Tegoroczne Urbanator Days to już siódma odsłona projektu. Czy można zauważyć jakieś kierunki zmian Pana autorskiego projektu?
- Kierunek jest niezmienny: integracja świetnych muzyków z tymi wszystkimi, którzy kochają muzykę. I najważniejszy jest rytm, bez którego - dla mnie - nie ma muzyki. Wprowadzamy jakieś drobne zmiany, ale to dla dobra logistyki i przebiegu warsztatów. Mamy coraz więcej uczestników i chętnych, więc jest bardzo dobrze!

Dlaczego Urbanator Days tym razem odbywają się właśnie w Radomsku?

- W Gomunicach koło Radomska mieliśmy jedną z największych niespodzianek w historii Urbanatora! Przyjechał tam Big Band z Radomska założony przez Pawła Zagaja. Oni świetnie grają i śpiewają. Nagrali też utwór, który przerabialiśmy na warsztatach! Powstała więc Armia Urbanatora.
"Mr. Magic" w ich wykonaniu brzmi tak super, że nagrałem z nimi solówkę! Naturalnym więc stało się, że zaczynamy od Radomska z warsztatami i koncertem. A później - jam session z Big Bandem...

Czego oczekuje Pan po tegorocznej edycji?
- Oczekuję, jak zwykle, nowych talentów, pasjonatów i ludzi, którzy tak kochają muzykę, że muszą ją grać niezależnie od tego, czy znają nuty i czy studiowali. Dla mnie to oni są prawdziwymi muzykami!

Dla kogo organizowane są Urbanator Days? Czy to wciąż unikalne wydarzenie?
- Urbanator Days są dla każdego, kto chce, musi, kocha grać, śpiewać muzykę rytmiczną i chce się sprawdzić na estradzie z najlepszymi muzykami aktualnej sceny muzycznej na świecie.

Czego młody człowiek może się nauczyć zaledwie w ciągu kilku godzin warsztatów?
Co tak naprawdę dają Urbanator Days?

- Chcemy pokazać przede wszystkim prawdę o muzyce w praktyce, a nie w teorii. I tę prawdę można usłyszeć od muzyków, którzy aktualnie grają na światowych estradach. Poza tym - co jest chyba najważniejsze - można nauczyć się wiary w siebie, grając obok znakomitych muzyków. Z nimi właściwie nie można się nawet chyba spotkać w normalnych warunkach.

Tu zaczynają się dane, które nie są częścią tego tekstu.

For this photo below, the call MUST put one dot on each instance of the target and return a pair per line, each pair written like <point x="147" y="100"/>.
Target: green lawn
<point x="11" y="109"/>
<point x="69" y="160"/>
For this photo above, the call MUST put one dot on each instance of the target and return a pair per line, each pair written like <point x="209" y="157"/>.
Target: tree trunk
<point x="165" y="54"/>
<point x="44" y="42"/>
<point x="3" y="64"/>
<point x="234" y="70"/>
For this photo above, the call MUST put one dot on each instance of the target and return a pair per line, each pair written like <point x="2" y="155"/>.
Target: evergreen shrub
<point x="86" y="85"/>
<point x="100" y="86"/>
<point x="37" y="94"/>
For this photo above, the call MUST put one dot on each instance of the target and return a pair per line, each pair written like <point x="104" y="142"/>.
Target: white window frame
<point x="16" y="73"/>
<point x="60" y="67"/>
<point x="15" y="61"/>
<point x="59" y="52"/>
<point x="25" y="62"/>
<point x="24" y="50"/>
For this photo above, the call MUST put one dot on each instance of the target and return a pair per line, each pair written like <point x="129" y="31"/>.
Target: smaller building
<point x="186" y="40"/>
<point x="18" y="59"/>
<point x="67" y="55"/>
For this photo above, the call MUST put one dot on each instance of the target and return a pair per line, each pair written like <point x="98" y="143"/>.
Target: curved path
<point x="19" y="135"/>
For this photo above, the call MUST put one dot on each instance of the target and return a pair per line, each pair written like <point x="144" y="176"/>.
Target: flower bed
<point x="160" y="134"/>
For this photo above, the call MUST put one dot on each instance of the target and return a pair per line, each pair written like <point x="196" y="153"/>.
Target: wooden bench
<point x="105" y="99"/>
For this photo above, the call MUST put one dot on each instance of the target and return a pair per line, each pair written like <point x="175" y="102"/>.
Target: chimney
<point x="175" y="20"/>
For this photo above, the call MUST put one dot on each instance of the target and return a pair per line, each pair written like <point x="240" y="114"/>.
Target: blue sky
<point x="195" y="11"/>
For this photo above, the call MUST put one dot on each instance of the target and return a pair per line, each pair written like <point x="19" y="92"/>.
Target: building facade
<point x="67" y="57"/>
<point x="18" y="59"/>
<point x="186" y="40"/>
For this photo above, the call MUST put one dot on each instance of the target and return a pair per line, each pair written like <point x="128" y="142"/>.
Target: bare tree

Jak zareagował Pan na to, że muzycy z Radomska nagrali utwór na Pańską cześć? Co taka inicjatywa dla Pana oznacza?
- Jestem szczęśliwy, że są ludzie tak kochający muzykę, tak świetnie ją traktujący i grający! Z pasją i przeznaczeniem.

Dlaczego zdecydował się Pan ich wspomóc, chociażby "dogrywając" solówkę do radomszczańskiego utworu?

- To świetne, profesjonalne nagranie i moja misja zostaje w ten sposób spełniona. Tylko można wesprzeć. Mr. Magic to też jeden z moich ulubionych utworów.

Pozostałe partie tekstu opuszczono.